Monitoring your account balance regularly can prevent you from going into overdraft. Many banks also offer the option of receiving free SMS notifications when your account balance is dangerously low – but you have to set them yourself (after all, overdraft charges are one of the reasons why banks make so much money). In addition, checking your funds regularly can help you detect any fraud attempts early on, helping you to get your money back if someone gains access to your account and decides to do some shopping.

Not being insured

While trying to insure any item can accumulate to a large sum of unnecessary costs, it is very reasonable to insure things that you crucially need and cannot afford to replace. Yes, your home. Anything from a fire to a natural disaster can put you into big financial trouble – especially given that your mortgage provider might not really care why you forgot to turn the stove off.

It’s a good idea to shop around for a suitable insurance for your most expensive and important belongings. But make sure to do your research and compare different options before making a choice, as this will help you find the cheapest deal that satisfies your needs as well as a company you can trust.

Hoarding things that you don’t need

Yes, we’re talking about all the things you ambitiously buy and then never use – if you’re a spontaneous shopper, you probably know this all too well.

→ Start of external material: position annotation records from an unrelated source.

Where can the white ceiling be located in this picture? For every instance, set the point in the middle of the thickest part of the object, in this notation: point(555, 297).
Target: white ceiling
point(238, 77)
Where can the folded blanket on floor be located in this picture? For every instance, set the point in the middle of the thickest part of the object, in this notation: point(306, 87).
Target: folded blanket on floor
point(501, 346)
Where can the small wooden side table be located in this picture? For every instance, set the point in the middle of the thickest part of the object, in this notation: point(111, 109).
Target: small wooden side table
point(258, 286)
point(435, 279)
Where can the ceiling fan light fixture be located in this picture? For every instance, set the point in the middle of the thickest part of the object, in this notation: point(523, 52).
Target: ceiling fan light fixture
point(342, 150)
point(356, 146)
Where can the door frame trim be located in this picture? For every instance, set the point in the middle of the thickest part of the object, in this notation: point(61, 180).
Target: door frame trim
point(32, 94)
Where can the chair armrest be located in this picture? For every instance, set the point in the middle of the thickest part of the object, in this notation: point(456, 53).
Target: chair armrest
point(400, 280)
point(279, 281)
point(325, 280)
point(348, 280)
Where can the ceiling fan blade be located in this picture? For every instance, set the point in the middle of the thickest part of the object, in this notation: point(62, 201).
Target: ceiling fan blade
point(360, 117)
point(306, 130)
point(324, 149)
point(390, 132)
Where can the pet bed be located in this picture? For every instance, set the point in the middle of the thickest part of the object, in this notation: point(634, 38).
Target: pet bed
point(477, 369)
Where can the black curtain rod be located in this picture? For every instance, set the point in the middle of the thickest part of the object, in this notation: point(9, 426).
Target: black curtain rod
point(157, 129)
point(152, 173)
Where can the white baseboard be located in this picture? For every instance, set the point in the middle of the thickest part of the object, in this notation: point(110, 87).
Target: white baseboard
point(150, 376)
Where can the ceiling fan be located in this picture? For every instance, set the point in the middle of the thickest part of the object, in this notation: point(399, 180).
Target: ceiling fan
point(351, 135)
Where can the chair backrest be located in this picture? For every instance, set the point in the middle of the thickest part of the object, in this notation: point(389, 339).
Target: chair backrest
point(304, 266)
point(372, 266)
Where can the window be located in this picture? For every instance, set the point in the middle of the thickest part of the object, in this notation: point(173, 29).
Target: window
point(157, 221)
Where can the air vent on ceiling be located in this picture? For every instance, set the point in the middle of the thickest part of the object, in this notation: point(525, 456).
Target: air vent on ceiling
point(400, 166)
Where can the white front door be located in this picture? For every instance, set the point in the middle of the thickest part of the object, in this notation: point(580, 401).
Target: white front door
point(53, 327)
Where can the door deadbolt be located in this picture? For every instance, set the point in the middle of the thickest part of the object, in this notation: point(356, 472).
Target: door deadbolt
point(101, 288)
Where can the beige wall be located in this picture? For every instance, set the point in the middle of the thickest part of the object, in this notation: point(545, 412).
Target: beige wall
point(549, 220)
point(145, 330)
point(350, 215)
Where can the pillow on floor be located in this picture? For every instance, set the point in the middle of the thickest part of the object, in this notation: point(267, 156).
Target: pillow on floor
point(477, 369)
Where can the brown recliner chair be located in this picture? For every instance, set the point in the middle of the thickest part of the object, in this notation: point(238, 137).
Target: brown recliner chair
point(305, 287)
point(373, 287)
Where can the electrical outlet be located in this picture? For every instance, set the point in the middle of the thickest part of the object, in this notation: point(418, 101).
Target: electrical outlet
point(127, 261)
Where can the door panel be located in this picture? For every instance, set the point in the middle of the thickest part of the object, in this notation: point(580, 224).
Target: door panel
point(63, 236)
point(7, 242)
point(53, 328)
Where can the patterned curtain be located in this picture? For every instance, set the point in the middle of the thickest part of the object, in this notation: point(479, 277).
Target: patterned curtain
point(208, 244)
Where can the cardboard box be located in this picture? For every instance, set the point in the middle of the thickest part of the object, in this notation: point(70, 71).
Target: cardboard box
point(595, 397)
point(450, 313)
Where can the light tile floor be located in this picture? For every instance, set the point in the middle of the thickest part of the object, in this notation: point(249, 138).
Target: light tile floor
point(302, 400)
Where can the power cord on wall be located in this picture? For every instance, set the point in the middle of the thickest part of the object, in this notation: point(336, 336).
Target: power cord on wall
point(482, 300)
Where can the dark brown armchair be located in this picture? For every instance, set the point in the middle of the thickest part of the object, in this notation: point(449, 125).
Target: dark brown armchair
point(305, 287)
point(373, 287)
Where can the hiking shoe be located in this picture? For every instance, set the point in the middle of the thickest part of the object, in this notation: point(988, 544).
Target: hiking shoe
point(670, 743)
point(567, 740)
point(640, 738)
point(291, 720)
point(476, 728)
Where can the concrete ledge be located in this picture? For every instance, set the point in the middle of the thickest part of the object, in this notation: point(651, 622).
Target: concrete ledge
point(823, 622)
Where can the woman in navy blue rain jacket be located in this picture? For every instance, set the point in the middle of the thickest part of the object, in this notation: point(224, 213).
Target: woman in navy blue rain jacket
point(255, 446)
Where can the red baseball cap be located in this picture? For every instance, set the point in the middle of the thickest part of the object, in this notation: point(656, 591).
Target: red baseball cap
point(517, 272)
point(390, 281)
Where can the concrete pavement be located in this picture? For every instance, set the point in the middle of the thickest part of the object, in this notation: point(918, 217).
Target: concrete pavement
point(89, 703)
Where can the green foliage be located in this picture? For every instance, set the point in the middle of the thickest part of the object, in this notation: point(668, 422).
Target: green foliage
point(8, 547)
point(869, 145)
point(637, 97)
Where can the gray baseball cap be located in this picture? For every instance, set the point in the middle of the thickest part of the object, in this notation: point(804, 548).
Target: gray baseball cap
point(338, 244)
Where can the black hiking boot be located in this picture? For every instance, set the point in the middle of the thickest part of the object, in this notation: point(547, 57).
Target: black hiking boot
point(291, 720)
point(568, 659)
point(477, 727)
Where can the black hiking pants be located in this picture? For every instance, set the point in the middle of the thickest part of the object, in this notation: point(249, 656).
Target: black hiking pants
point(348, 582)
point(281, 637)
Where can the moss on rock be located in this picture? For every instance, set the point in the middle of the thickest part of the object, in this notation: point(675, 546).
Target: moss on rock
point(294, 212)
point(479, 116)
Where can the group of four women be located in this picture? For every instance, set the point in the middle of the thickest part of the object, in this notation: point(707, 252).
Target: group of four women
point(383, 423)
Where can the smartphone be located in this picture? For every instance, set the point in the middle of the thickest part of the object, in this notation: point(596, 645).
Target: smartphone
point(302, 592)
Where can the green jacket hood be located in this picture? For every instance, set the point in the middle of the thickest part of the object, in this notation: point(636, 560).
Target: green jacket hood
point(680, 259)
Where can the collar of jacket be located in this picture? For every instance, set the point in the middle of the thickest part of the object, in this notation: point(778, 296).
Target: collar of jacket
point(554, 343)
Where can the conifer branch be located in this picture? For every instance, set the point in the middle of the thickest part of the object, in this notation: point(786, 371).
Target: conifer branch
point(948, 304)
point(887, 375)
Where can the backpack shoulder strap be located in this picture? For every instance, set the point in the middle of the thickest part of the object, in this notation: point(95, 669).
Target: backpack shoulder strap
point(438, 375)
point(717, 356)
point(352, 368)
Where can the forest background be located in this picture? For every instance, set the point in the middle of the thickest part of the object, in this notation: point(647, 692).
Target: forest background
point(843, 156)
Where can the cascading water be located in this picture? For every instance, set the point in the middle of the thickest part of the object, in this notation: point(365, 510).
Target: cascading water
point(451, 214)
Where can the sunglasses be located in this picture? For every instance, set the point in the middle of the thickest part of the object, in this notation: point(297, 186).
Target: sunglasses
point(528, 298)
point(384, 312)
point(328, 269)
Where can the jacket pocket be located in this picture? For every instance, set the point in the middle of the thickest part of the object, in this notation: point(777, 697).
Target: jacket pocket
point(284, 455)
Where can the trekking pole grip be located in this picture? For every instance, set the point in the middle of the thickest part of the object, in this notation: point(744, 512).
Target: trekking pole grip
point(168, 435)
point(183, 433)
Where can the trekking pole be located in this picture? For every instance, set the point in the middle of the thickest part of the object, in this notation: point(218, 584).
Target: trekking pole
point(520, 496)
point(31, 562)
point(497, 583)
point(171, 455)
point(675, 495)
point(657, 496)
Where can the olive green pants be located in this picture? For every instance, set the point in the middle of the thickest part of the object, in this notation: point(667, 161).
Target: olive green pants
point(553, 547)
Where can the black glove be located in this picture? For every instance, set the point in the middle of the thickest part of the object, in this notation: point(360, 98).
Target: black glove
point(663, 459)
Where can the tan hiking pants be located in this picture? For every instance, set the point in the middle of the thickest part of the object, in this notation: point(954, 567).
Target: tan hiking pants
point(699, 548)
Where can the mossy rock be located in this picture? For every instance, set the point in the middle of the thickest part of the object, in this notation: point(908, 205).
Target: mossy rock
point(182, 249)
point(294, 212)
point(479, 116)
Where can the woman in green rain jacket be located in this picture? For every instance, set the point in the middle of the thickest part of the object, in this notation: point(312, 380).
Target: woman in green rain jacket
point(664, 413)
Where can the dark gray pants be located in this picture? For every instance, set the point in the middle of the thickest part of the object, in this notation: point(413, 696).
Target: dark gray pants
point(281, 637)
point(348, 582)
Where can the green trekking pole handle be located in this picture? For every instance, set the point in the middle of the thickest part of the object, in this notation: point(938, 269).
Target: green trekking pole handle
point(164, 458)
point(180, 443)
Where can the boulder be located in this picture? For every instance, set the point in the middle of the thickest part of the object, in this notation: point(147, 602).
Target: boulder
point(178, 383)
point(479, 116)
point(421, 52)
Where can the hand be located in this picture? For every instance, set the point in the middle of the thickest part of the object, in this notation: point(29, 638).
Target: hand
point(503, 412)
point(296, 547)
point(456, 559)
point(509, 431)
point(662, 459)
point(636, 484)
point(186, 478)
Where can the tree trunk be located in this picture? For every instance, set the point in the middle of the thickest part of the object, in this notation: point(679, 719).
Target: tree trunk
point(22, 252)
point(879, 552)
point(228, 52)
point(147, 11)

You walk by, see something that captures your attention, and tell yourself that it’s worth buying. Then you bring it home, never use it, and tell yourself that it’s still worth keeping because it was expensive and one day you might need it – be it a too-small pair of jeans or the sports equipment that you bought when it was sunny and you were feeling ambitious.

The ideal solution to this habit is to stop doing it – if that’s what you aim for, it might help to make shopping lists, and wait a day or two revising them before deciding what you need to buy. But if a wild shopping spree is something you can’t live without, make sure you keep your receipts so that you can return the items that you end up not using. For older items that you don’t use, the best solution is to sell them or give them away to friends or a charity shop – it’s best to get rid of them earlier than later, as most things lose value over time. Decluttering your house will also help you stay organised and make everyday chores easier. And if it seems overwhelming, you can break it into manageable steps – for example, by selling one item each week.